У мисс Чапмэн был встревоженный вид.

– Вам не о чем беспокоиться, это не имеет никакого отношения к моему сыну, это строго между нами. У вас есть талант, стиль, и вы знаете свое дело. За несколько лет вы можете преуспеть. В одной только моей семье хватит модников, чтобы обеспечить вас клиентами.

Мисс Чапмэн хотела что‑то сказать, но миссис Портер ее остановила:

– Не решайте второпях. Подумайте как следует. Можете дать мне ответ в конце недели. – Она вынула сигарету из мундштука и погасила в большой хрустальной пепельнице. – Но я скажу вам так, как сказала одной из своих дочерей: «Не будь дурой и прими мое предложение». Можете потом вернуть мне деньги, можете не возвращать. Не имеет значения.

 

Марион Чапмэн еще трясло, когда она развешивала одежду в примерочной. Миссис Портер ей всегда нравилась, но предложение было совершенно неожиданное. Увиливать от Гэмбла было нелегко, однако ей не впервой. Это же совсем другое дело. Было в миссис Портер что‑то вызывающее доверие, может, поэтому она не сразу отклонила предложение. Если бы она могла им воспользоваться! Это означало бы новую жизнь, безопасность, они бы с Деной выбрались из этих гнусных гостиничных комнат. Обзавелись бы своим домом, куда Дена могла бы приводить друзей.

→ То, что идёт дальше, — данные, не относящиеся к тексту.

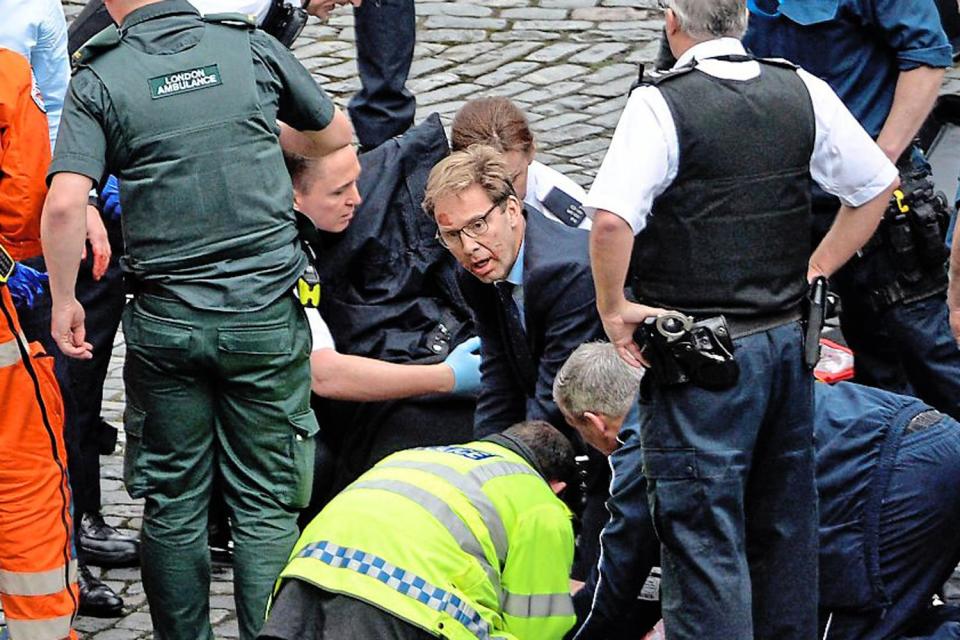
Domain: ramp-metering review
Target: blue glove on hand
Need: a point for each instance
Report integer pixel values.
(110, 195)
(26, 285)
(465, 362)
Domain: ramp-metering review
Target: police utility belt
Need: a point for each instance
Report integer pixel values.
(912, 237)
(684, 350)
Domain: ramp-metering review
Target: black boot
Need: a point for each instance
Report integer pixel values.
(97, 600)
(103, 546)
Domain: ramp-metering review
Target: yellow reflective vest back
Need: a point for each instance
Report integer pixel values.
(464, 541)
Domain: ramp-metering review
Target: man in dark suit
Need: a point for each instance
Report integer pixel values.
(527, 282)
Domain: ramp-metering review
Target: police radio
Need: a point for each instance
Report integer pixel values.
(284, 21)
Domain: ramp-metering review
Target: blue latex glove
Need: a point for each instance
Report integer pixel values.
(110, 195)
(26, 285)
(465, 362)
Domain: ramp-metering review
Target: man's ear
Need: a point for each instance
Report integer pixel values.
(595, 422)
(672, 24)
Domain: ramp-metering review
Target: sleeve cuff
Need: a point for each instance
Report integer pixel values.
(637, 221)
(81, 165)
(940, 57)
(874, 188)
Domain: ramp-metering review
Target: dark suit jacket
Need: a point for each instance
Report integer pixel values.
(560, 314)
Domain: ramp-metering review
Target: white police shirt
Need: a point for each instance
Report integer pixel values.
(642, 160)
(256, 8)
(541, 180)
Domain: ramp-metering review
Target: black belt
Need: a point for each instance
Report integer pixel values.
(923, 420)
(741, 327)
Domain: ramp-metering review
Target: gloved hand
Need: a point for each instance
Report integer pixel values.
(110, 195)
(465, 362)
(26, 285)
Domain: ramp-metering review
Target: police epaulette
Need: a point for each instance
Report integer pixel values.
(106, 39)
(245, 20)
(779, 62)
(655, 77)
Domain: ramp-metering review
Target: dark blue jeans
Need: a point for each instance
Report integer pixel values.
(918, 544)
(732, 496)
(385, 36)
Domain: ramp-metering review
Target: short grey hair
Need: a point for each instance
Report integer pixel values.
(596, 379)
(708, 19)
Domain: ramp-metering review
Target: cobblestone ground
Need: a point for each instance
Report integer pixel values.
(568, 63)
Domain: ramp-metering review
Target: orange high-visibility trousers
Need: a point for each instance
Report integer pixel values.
(38, 571)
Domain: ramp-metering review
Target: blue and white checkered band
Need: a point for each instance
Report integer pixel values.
(401, 581)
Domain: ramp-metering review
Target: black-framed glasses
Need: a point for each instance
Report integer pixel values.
(476, 228)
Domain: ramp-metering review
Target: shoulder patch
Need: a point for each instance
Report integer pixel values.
(244, 20)
(184, 81)
(104, 40)
(35, 93)
(467, 452)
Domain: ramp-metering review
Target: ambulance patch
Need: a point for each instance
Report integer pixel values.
(185, 81)
(36, 95)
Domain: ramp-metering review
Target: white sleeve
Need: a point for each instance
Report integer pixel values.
(641, 162)
(846, 162)
(322, 339)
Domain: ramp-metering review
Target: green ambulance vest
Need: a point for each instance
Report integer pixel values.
(207, 201)
(436, 536)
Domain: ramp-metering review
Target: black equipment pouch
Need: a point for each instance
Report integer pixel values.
(682, 350)
(567, 208)
(815, 314)
(916, 225)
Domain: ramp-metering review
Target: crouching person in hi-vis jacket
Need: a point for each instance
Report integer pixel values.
(38, 573)
(462, 542)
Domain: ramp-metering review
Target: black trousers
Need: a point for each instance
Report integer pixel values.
(305, 612)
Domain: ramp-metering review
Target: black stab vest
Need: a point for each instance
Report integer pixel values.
(731, 234)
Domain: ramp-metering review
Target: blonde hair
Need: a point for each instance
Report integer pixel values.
(477, 164)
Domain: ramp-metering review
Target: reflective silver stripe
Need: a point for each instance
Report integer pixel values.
(487, 472)
(475, 495)
(49, 629)
(10, 352)
(39, 583)
(443, 513)
(538, 605)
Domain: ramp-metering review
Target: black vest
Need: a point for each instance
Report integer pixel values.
(731, 234)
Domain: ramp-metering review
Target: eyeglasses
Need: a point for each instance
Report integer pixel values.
(473, 229)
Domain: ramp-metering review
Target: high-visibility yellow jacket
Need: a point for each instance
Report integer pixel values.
(463, 541)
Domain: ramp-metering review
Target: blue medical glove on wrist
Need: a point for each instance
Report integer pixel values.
(465, 362)
(26, 285)
(110, 195)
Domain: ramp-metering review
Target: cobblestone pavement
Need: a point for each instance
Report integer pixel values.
(567, 63)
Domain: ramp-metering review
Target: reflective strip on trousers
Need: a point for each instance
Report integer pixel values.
(538, 605)
(39, 583)
(400, 580)
(444, 514)
(49, 629)
(10, 352)
(470, 485)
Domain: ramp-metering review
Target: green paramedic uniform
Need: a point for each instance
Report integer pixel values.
(183, 110)
(463, 541)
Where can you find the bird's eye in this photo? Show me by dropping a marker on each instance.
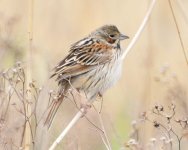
(112, 35)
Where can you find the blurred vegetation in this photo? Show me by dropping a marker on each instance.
(155, 71)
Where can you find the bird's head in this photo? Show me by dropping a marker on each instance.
(110, 34)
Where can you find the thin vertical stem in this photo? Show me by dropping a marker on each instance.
(179, 33)
(28, 141)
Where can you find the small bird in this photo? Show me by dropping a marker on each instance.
(93, 65)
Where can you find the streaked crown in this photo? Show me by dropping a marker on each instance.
(109, 33)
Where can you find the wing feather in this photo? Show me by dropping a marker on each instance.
(83, 56)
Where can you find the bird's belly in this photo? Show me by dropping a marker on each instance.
(99, 80)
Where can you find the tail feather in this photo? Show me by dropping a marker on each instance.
(53, 110)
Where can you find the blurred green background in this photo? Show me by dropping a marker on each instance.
(154, 68)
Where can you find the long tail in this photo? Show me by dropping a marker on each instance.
(53, 110)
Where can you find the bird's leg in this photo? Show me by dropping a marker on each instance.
(84, 103)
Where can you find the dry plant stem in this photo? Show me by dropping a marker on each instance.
(66, 130)
(179, 34)
(141, 28)
(105, 135)
(183, 9)
(27, 138)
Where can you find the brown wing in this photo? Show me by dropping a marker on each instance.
(83, 56)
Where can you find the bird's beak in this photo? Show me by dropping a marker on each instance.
(123, 37)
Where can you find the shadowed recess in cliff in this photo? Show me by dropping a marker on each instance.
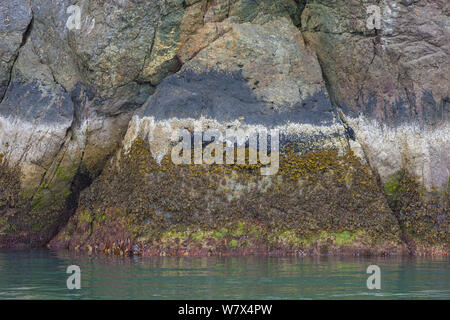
(227, 97)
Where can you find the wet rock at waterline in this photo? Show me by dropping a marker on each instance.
(90, 106)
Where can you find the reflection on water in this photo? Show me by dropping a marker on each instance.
(41, 274)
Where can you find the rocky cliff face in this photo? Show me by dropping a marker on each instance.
(91, 93)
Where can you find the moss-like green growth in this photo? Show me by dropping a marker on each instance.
(316, 197)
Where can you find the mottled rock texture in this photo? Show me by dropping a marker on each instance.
(363, 118)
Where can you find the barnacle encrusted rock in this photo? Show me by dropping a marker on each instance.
(362, 116)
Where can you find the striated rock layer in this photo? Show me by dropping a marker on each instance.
(89, 117)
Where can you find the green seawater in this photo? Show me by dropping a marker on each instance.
(41, 274)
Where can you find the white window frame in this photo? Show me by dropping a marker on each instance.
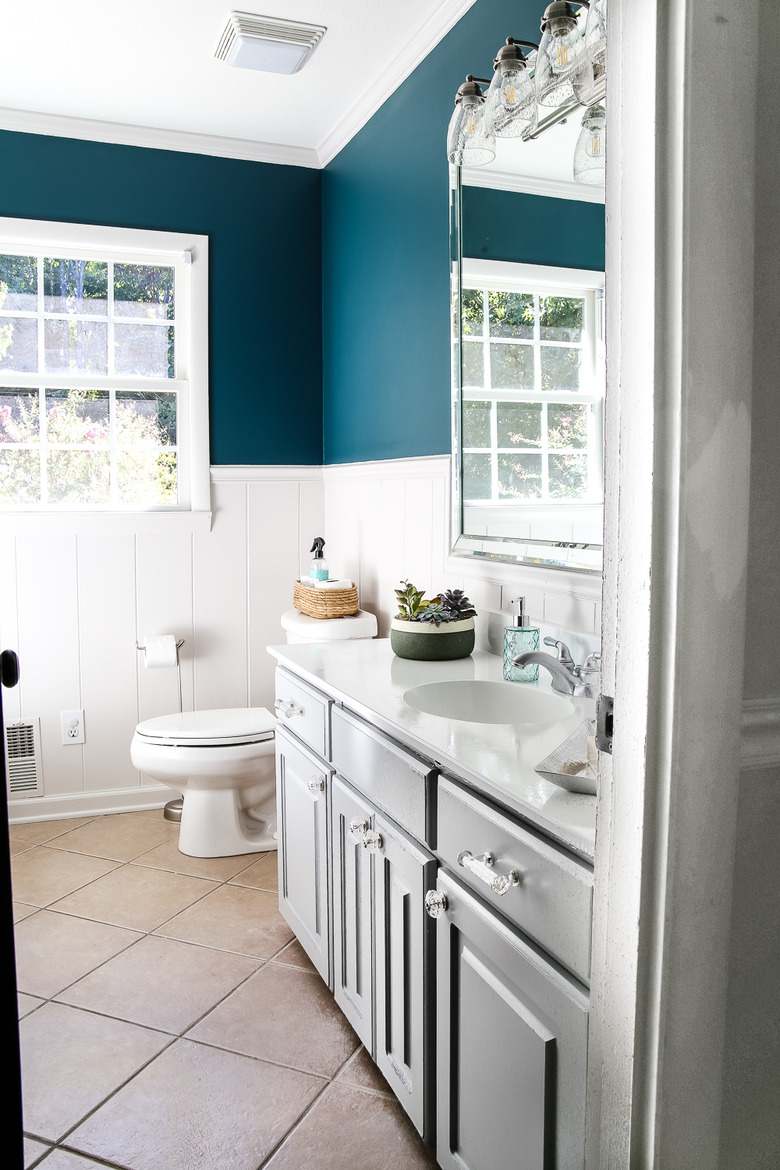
(188, 254)
(542, 280)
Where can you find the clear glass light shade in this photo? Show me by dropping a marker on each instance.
(511, 103)
(595, 33)
(589, 153)
(470, 142)
(560, 62)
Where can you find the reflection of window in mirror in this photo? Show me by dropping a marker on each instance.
(532, 392)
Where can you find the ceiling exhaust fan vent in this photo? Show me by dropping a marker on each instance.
(267, 42)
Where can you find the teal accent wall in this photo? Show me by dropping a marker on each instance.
(263, 225)
(386, 386)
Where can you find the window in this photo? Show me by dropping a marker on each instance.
(531, 425)
(103, 369)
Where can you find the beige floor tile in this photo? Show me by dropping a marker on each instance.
(285, 1016)
(71, 1060)
(294, 955)
(53, 950)
(42, 875)
(34, 1151)
(66, 1160)
(36, 832)
(27, 1004)
(167, 857)
(22, 912)
(118, 838)
(262, 874)
(246, 921)
(349, 1127)
(136, 896)
(361, 1072)
(161, 983)
(197, 1106)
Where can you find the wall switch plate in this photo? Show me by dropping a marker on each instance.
(73, 727)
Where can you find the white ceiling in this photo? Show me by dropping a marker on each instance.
(143, 73)
(150, 64)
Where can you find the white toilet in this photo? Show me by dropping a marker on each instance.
(222, 762)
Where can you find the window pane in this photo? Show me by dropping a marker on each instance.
(567, 425)
(143, 290)
(476, 477)
(471, 315)
(77, 417)
(20, 476)
(19, 283)
(76, 287)
(519, 425)
(78, 477)
(146, 418)
(76, 345)
(476, 424)
(19, 415)
(560, 318)
(19, 344)
(147, 477)
(144, 350)
(519, 476)
(567, 476)
(560, 369)
(511, 314)
(511, 366)
(474, 373)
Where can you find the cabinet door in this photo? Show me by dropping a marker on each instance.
(352, 912)
(512, 1047)
(404, 952)
(302, 793)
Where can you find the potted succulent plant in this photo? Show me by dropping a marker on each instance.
(435, 630)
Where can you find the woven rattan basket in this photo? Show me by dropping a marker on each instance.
(325, 603)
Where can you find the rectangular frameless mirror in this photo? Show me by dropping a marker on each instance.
(527, 400)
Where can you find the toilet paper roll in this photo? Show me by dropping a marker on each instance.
(160, 652)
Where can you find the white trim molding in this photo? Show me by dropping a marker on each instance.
(759, 745)
(532, 185)
(59, 125)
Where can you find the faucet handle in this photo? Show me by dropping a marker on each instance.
(564, 653)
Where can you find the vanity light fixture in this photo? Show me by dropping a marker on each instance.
(267, 43)
(566, 71)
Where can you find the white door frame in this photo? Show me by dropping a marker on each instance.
(680, 298)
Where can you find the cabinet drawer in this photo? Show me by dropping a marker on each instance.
(304, 711)
(552, 901)
(394, 779)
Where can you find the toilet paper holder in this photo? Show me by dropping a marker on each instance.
(180, 642)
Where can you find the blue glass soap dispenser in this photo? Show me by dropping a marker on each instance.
(519, 638)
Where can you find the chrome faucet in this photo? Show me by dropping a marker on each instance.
(567, 679)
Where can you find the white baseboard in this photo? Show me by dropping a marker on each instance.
(89, 804)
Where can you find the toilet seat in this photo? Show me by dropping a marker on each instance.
(230, 725)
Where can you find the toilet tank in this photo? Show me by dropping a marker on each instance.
(298, 627)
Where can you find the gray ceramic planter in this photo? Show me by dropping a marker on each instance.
(427, 642)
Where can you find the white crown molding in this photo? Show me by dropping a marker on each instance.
(391, 468)
(254, 474)
(427, 38)
(760, 734)
(92, 130)
(531, 185)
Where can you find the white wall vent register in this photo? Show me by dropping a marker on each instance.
(267, 43)
(23, 758)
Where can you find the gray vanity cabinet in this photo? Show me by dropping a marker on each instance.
(302, 793)
(382, 950)
(511, 1046)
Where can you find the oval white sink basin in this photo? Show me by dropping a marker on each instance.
(478, 701)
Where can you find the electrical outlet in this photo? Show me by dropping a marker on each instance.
(73, 727)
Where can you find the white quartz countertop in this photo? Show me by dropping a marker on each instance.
(495, 758)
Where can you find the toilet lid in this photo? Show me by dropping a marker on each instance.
(227, 725)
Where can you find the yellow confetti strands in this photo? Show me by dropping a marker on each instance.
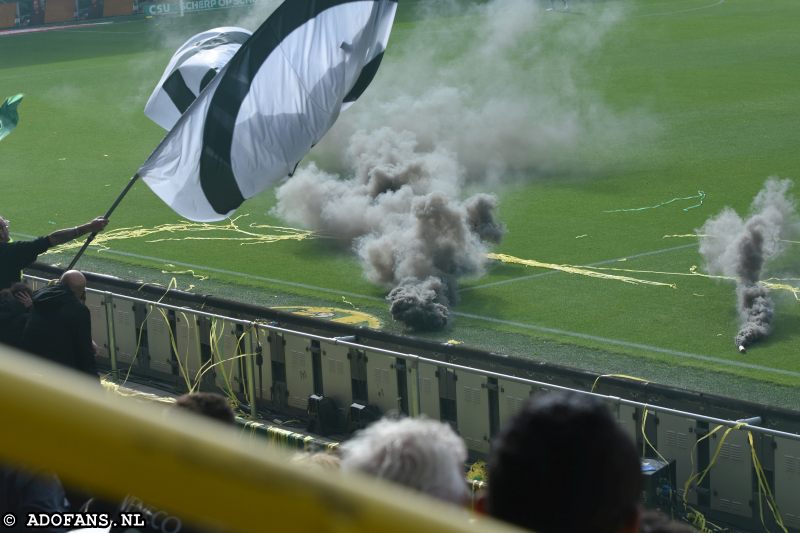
(775, 284)
(193, 231)
(571, 269)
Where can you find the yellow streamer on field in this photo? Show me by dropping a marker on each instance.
(571, 269)
(774, 284)
(620, 376)
(195, 231)
(697, 235)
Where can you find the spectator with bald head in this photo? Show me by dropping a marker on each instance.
(60, 327)
(14, 256)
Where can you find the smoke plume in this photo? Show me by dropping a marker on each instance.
(402, 212)
(741, 248)
(468, 98)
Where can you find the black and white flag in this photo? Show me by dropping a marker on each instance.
(277, 96)
(191, 68)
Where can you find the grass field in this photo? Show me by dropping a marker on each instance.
(692, 95)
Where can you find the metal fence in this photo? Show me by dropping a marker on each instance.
(731, 470)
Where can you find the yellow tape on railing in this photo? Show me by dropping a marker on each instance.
(193, 467)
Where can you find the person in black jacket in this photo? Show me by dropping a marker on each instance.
(14, 256)
(15, 305)
(60, 327)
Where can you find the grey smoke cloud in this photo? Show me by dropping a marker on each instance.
(472, 99)
(741, 248)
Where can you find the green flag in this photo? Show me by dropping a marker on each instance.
(8, 115)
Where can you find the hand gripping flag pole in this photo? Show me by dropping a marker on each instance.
(111, 209)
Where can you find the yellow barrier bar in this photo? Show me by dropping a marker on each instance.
(202, 471)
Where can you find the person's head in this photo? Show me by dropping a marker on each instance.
(75, 282)
(207, 404)
(20, 288)
(421, 454)
(3, 230)
(563, 464)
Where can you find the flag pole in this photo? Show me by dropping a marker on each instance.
(107, 215)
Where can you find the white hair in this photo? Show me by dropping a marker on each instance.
(419, 453)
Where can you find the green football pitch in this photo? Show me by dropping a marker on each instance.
(700, 105)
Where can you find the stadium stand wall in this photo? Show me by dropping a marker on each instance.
(116, 8)
(8, 15)
(59, 10)
(63, 422)
(731, 468)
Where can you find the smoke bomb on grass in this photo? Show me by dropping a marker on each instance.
(740, 249)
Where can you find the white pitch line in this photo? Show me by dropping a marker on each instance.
(552, 272)
(636, 345)
(688, 10)
(532, 327)
(46, 73)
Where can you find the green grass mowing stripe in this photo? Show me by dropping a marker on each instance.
(599, 263)
(634, 345)
(556, 331)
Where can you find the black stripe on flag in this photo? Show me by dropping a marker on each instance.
(178, 92)
(207, 77)
(216, 172)
(364, 79)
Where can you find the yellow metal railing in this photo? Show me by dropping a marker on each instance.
(200, 470)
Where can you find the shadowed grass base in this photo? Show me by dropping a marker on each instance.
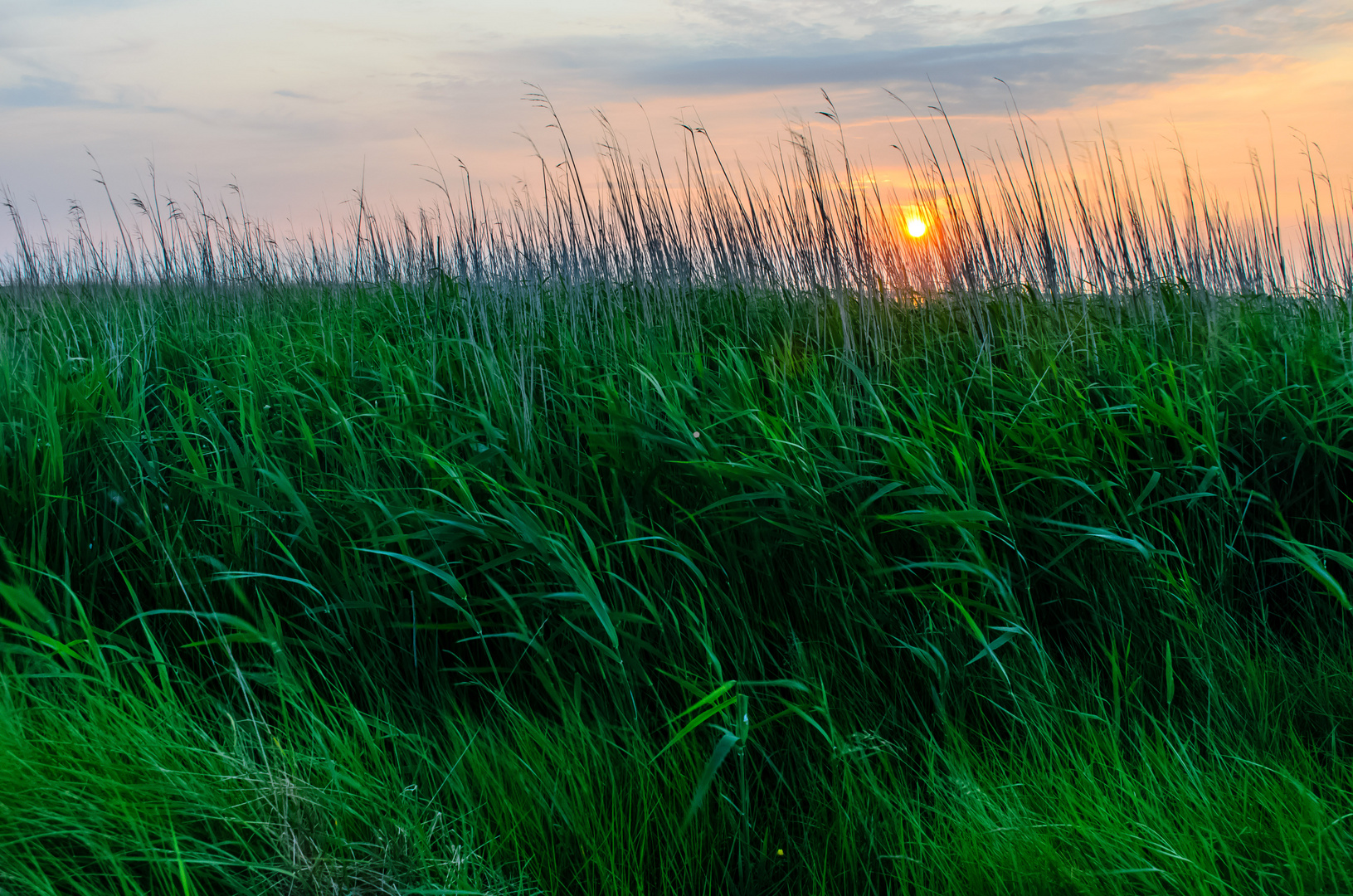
(403, 592)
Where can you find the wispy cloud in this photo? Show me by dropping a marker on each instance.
(1049, 62)
(37, 92)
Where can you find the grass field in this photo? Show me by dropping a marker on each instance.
(689, 536)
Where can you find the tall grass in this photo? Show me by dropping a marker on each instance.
(696, 535)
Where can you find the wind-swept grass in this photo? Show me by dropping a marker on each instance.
(692, 539)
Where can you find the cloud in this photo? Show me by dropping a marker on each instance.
(36, 92)
(1049, 61)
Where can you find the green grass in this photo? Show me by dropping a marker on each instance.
(602, 583)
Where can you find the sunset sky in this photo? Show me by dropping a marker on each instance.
(298, 100)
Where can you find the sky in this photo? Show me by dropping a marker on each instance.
(300, 102)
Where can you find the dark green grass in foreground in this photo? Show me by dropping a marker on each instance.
(387, 592)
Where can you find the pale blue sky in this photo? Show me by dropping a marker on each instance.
(295, 99)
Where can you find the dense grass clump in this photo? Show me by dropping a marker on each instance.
(727, 567)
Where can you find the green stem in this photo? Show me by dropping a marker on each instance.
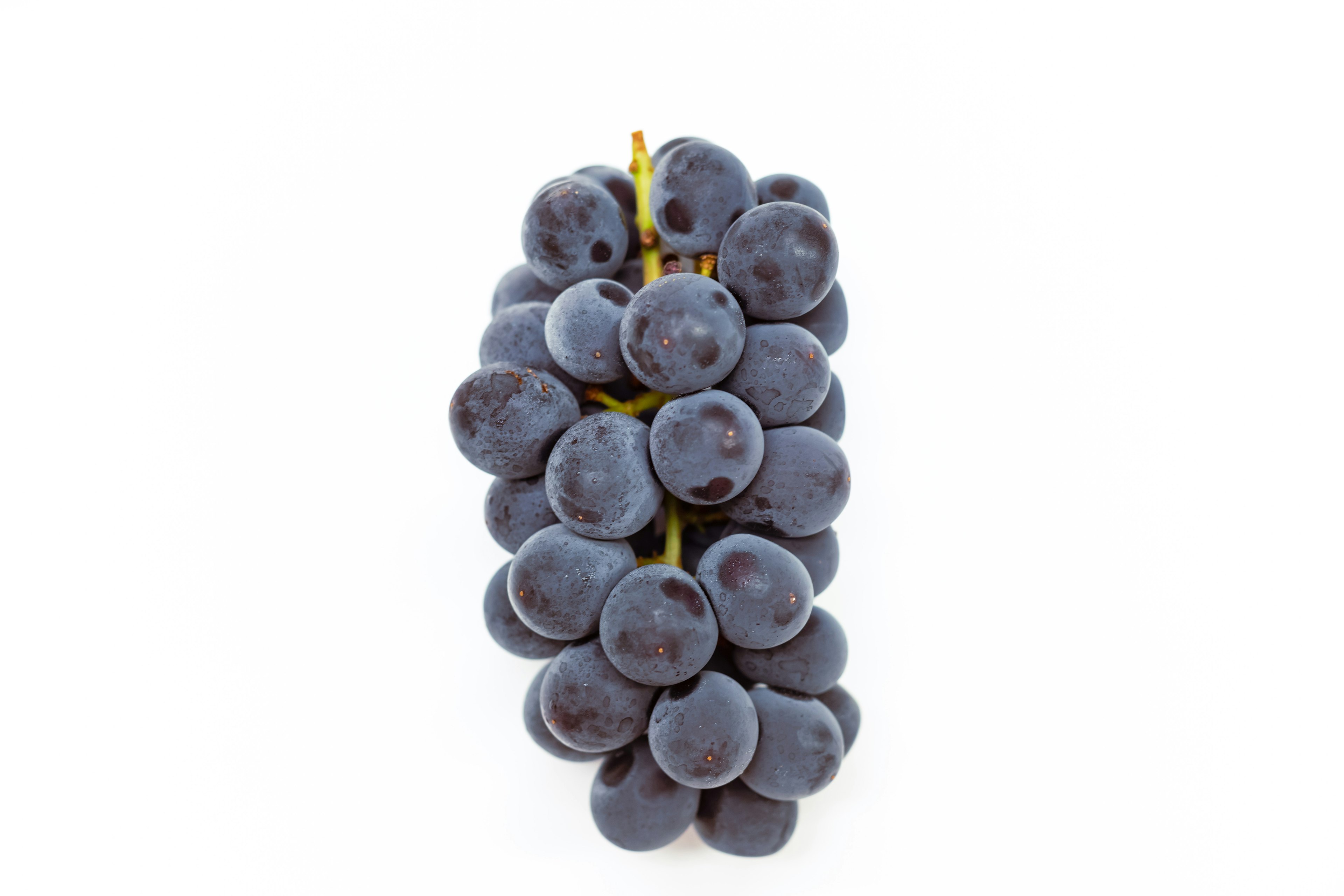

Когда она вечером собралась домой, Дена ждала ее в холле. Они зашли поужинать в ресторанчик на углу, и Дена спросила, что с ней, о чем она думает.

– Ни о чем, дорогая, просто устала.

Вернувшись домой, Марион Чапмэн уложила Дену спать на кушетку в гостиной, села напротив в кресло и смотрела, как дочь спит. Свет фонаря окутал Дену серебристым сиянием, осветил волосы и белую кожу. В последнее время в ее внешности все больше проглядывал отец: те же голубые глаза, те же волосы. Она сидела и курила в темноте, уносясь воспоминаниями в далекий 1943‑й, в Сан‑Франциско. Девушка, которая с ней вместе работала, встречалась с моряком, и ее друг, вероятно, увидел Марион сквозь витрину и страсть как хотел с ней встречаться, но в том году город наводняли молодые люди, жаждавшие познакомиться с девушкой, прежде чем их отправят на фронт, и ей это было не интересно. Подруга умоляла ее в течение нескольких недель хотя бы разок с ним увидеться, и в конце концов, только ради того, чтобы девушка отстала, она согласилась пойти с ним в бар «Вершина Марка»[46]выпить одну рюмку, не более. В тот вечер, когда она вышла из лифта отеля на верхнем этаже, он ждал ее, держа обернутую в целлофан коробку с орхидеей, перевязанную красной лентой.

– Мисс Чапмэн, я Джин Нордстром, – сказал он. – Я не знал, что купить, дама из цветочного магазина сказала, что вам это может понравиться.

Он был совсем не таким, как она ожидала. Он выглядел так, будто сошел с рекламного плаката морской пехоты. Высокий, с голубыми глазами и светлыми волосами. Ресторан был переполнен военнослужащими с девушками, и им пришлось пробиваться сквозь толпу к своему столику у окна. Он сказал:

– Надеюсь, вам нравится. Пришлось прийти заранее, чтобы занять хорошее место. Я уже сижу тут часа два, народу все больше и больше.

Она огляделась:

– Да, народу много.

– Я заказал бутылку розового шампанского, ничего? Подумал, вдруг никогда не доведется попробовать. – Как только официант наполнил их бокалы и отошел, парень вытащил фотографию из бумажника: – Это папина пекарня, а вот перед входом мои мама с папой.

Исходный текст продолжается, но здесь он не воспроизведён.